А тот, хоть и пребывал еще на больничном, вовсю уже занимался, стоя у конторки, своими экономическими расчетами, не выключаясь из работы колхоза. Да и по дому старался делать все, что обычно делал, когда еще не случилась с ним вся эта неприятность.

Застали мы его в саду склонившимся над пчелиным домом, именно «домом», а не ульем. Еще штук шесть таких же домов по полтора метра длиной и сантиметров по восемьдесят шириной виднелись под веселыми молодыми яблонями.

Петро как только увидел, что Фрол занят пчелами, тут же загорелся:

— Пошли, посмотрим!

— Спасибо, я уже смотрел, — охладил я его пыл. — От тех смотрин голова у меня была шире плеч, а под веки подставлял спички.

Такая перспектива Петьке не улыбалась, и он благоразумно остался на месте.

Фрол закончил священнодействие с пчелами, накрыл улей двускатной крышей и с эмалированным ведром в одной руке, с ящиком, в котором держал инструменты, в другой вошел в пристроенный с торца дома омшаник.

Мы проникли туда же со стороны крытого двора, вежливо поздоровались, невольно глотая слюнки, до того здесь вкусно пахло медом и травами.

— А! Гости? — приветствовал нас дядя Фрол. — Как раз кстати! Сейчас попробуем свежего медку.

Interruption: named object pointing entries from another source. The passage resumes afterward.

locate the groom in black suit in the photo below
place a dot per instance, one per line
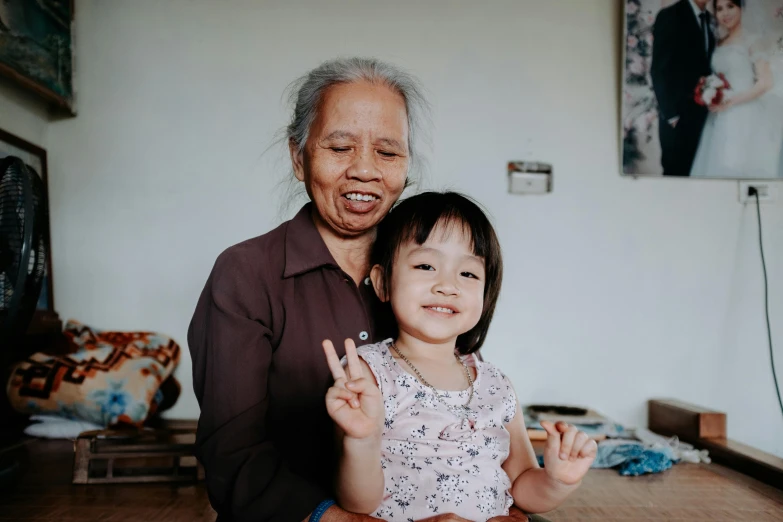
(683, 43)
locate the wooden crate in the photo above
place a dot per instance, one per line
(147, 455)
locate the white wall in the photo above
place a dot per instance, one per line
(617, 290)
(22, 114)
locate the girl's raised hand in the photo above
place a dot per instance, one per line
(354, 401)
(569, 453)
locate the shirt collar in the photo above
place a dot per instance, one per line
(305, 249)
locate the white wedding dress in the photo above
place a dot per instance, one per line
(744, 141)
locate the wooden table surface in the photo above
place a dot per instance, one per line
(684, 493)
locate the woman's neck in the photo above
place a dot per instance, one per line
(734, 34)
(352, 254)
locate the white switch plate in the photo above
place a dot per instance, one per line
(529, 183)
(768, 192)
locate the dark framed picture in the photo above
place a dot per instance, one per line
(35, 158)
(703, 89)
(36, 48)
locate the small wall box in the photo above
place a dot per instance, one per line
(529, 177)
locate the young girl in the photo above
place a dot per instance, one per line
(426, 427)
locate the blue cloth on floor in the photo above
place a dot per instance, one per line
(652, 460)
(632, 458)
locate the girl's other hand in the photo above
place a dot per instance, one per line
(354, 401)
(569, 453)
(446, 517)
(513, 514)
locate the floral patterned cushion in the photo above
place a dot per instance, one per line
(110, 378)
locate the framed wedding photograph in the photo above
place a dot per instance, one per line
(702, 89)
(35, 158)
(36, 48)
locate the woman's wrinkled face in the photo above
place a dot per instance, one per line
(728, 14)
(355, 162)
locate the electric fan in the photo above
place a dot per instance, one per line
(23, 232)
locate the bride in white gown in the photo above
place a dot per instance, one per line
(743, 136)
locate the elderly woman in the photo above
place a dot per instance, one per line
(264, 437)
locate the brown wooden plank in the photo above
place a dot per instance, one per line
(688, 421)
(745, 459)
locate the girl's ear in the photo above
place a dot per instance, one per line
(376, 276)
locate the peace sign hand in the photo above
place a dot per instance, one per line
(354, 401)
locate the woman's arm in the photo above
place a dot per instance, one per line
(354, 403)
(764, 83)
(246, 477)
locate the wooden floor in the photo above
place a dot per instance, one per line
(686, 492)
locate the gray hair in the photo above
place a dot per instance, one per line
(306, 94)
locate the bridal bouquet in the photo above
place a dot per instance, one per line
(712, 90)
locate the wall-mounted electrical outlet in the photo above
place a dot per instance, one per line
(767, 191)
(529, 177)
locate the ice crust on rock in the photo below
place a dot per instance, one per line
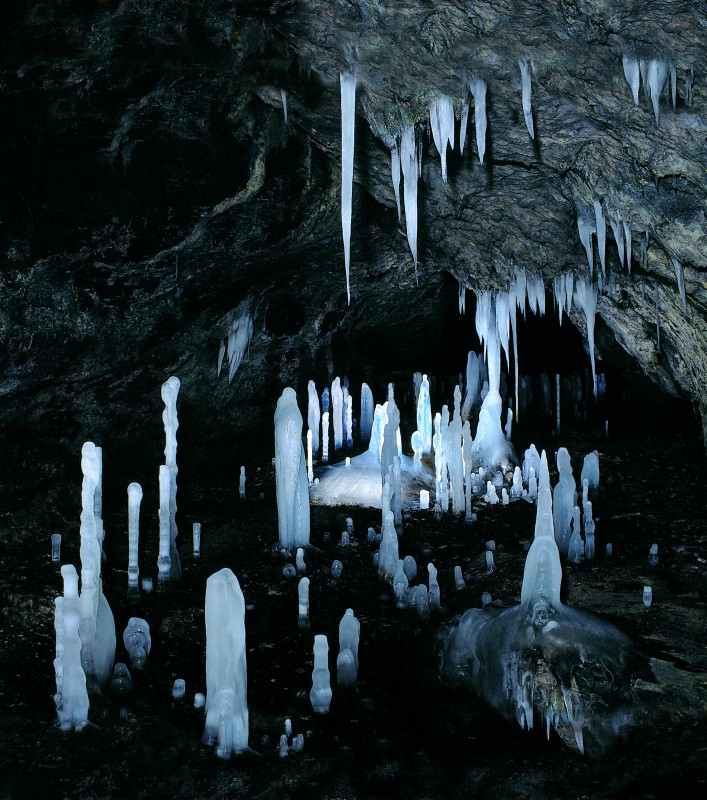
(291, 484)
(226, 676)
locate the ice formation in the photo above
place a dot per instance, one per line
(134, 500)
(137, 641)
(410, 164)
(313, 415)
(478, 90)
(290, 473)
(320, 695)
(526, 95)
(226, 676)
(348, 118)
(170, 390)
(442, 125)
(72, 696)
(97, 627)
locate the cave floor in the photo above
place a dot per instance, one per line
(400, 732)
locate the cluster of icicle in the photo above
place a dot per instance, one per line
(654, 74)
(406, 149)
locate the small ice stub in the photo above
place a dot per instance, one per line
(320, 694)
(292, 487)
(226, 675)
(137, 641)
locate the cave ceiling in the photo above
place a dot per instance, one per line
(153, 192)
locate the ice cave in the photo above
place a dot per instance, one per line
(353, 401)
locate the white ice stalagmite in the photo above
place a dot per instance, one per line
(410, 165)
(563, 501)
(97, 627)
(478, 90)
(320, 695)
(313, 415)
(681, 284)
(442, 125)
(134, 500)
(347, 661)
(226, 672)
(72, 697)
(348, 118)
(170, 390)
(657, 73)
(586, 227)
(424, 415)
(525, 89)
(395, 176)
(164, 559)
(633, 76)
(366, 423)
(585, 296)
(291, 485)
(337, 411)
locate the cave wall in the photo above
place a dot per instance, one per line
(153, 192)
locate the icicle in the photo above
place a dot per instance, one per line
(627, 237)
(657, 72)
(348, 117)
(681, 284)
(442, 124)
(525, 92)
(618, 231)
(409, 162)
(463, 126)
(478, 90)
(586, 227)
(601, 234)
(395, 174)
(585, 296)
(633, 76)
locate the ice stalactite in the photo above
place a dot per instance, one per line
(463, 126)
(601, 234)
(478, 90)
(526, 95)
(681, 284)
(617, 229)
(657, 73)
(226, 671)
(586, 227)
(442, 124)
(585, 296)
(410, 164)
(395, 176)
(633, 76)
(348, 117)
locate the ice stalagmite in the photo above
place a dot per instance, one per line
(442, 124)
(410, 165)
(170, 390)
(633, 76)
(525, 93)
(291, 485)
(478, 90)
(226, 675)
(585, 296)
(395, 175)
(601, 234)
(348, 116)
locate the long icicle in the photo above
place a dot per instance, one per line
(348, 116)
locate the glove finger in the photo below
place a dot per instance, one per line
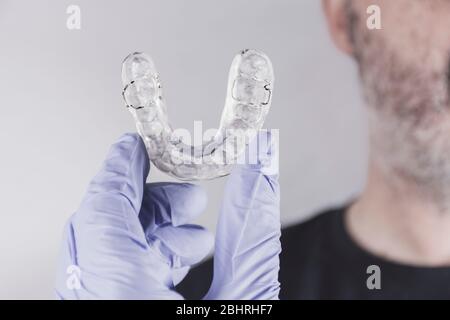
(67, 277)
(246, 261)
(174, 203)
(184, 245)
(124, 172)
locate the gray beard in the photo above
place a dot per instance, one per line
(409, 118)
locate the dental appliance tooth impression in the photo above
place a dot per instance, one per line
(248, 100)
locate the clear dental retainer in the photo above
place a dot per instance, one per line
(248, 100)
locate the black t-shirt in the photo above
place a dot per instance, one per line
(319, 260)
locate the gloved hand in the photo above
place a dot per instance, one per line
(131, 240)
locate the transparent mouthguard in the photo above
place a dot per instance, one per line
(247, 104)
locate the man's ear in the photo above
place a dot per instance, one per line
(338, 24)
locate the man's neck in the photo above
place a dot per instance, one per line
(396, 221)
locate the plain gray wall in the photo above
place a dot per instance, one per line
(62, 108)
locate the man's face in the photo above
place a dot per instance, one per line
(405, 70)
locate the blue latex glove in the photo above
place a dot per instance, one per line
(132, 240)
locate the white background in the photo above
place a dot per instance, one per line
(61, 107)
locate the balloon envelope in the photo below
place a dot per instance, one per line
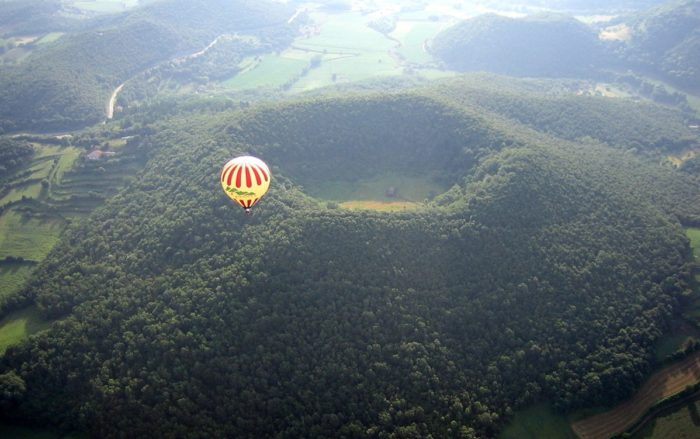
(245, 180)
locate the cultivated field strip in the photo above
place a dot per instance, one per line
(665, 383)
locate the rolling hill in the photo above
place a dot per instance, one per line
(666, 42)
(539, 45)
(67, 84)
(546, 270)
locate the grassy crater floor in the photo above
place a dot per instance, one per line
(389, 192)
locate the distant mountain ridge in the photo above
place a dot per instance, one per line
(546, 271)
(67, 84)
(539, 45)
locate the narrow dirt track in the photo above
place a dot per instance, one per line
(662, 384)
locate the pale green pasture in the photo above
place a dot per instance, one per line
(409, 188)
(272, 72)
(65, 163)
(41, 167)
(16, 194)
(28, 238)
(681, 423)
(413, 35)
(347, 33)
(50, 37)
(13, 277)
(19, 325)
(348, 69)
(538, 422)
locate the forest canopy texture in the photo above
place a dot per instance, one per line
(546, 271)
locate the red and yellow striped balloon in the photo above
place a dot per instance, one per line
(245, 180)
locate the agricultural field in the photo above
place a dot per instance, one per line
(661, 385)
(341, 48)
(19, 325)
(538, 422)
(27, 237)
(270, 71)
(681, 423)
(49, 38)
(104, 6)
(13, 277)
(415, 37)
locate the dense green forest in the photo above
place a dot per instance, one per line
(67, 84)
(666, 41)
(547, 271)
(538, 45)
(662, 42)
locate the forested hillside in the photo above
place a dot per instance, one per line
(666, 41)
(538, 45)
(546, 271)
(68, 84)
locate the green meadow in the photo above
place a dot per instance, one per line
(538, 422)
(29, 238)
(49, 38)
(272, 71)
(681, 423)
(19, 325)
(413, 189)
(13, 277)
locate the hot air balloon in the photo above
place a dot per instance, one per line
(245, 180)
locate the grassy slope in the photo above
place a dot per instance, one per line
(28, 238)
(661, 385)
(538, 422)
(13, 277)
(682, 423)
(19, 325)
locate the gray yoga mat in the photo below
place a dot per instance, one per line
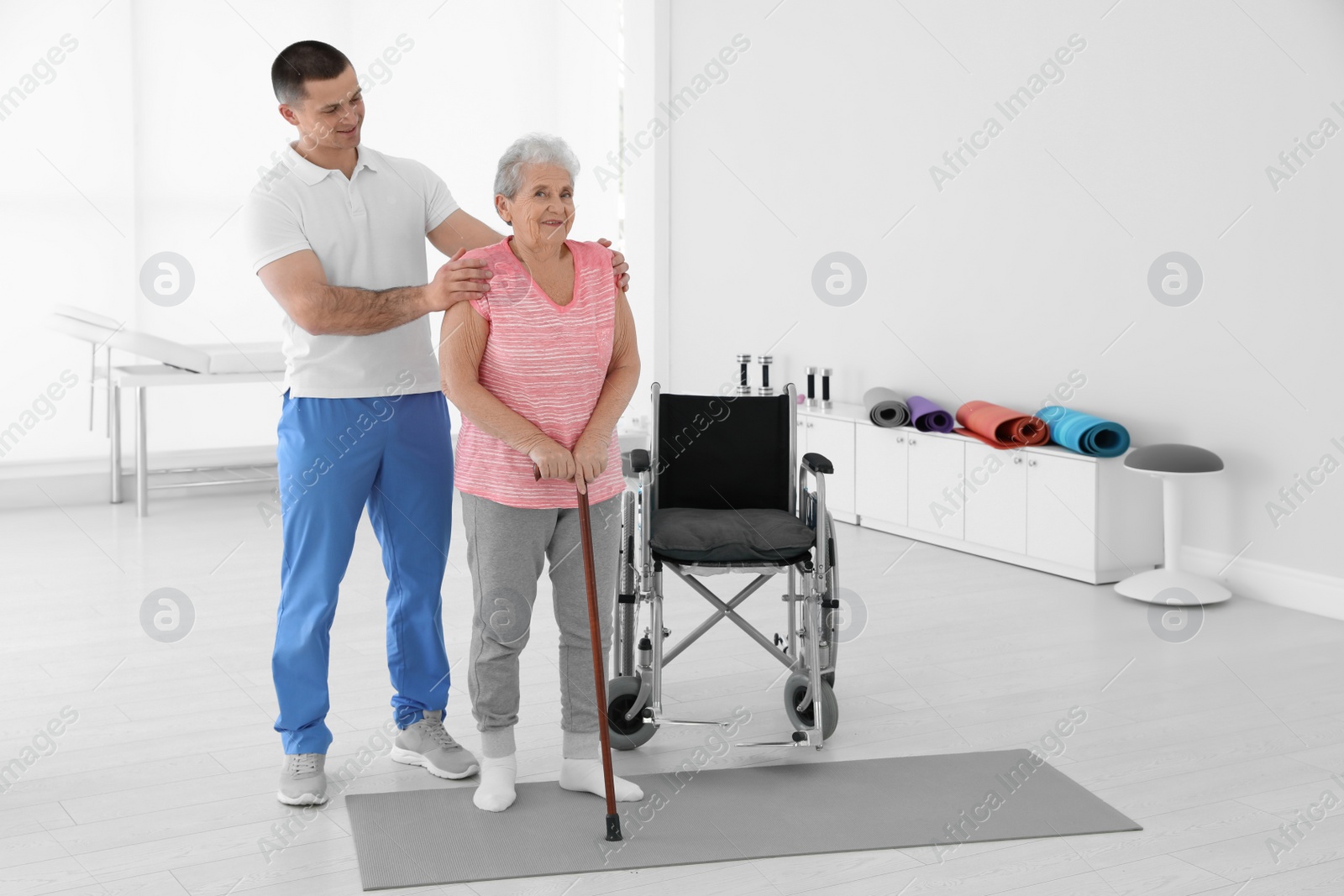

Я знал, что мед качают обычно в июле, а дядя Фрол ставил какой-то особый улей «медовик» с усиленной семьей и откачивал из сотов мед уже в начале июня.

— Фрол Иванович, а почему у вас такие огромные ульи? Целые дома! В каждый хоть волкодава сажай! — спросил дотошный Коля.

— А очень просто, — ответил дядя Фрол. — У всех пчелы обыкновенные, вот такие… — он показал кончик мизинца, прижатый ногтем большого пальца. — А у меня каждая с кулак…

Коля чуть было не поверил шутке, но на окне с жужжанием билась о стекло обычная нормальная пчела, которую дядя Фрол, распахнув створки, тут же выпустил, и Коля рассмеялся.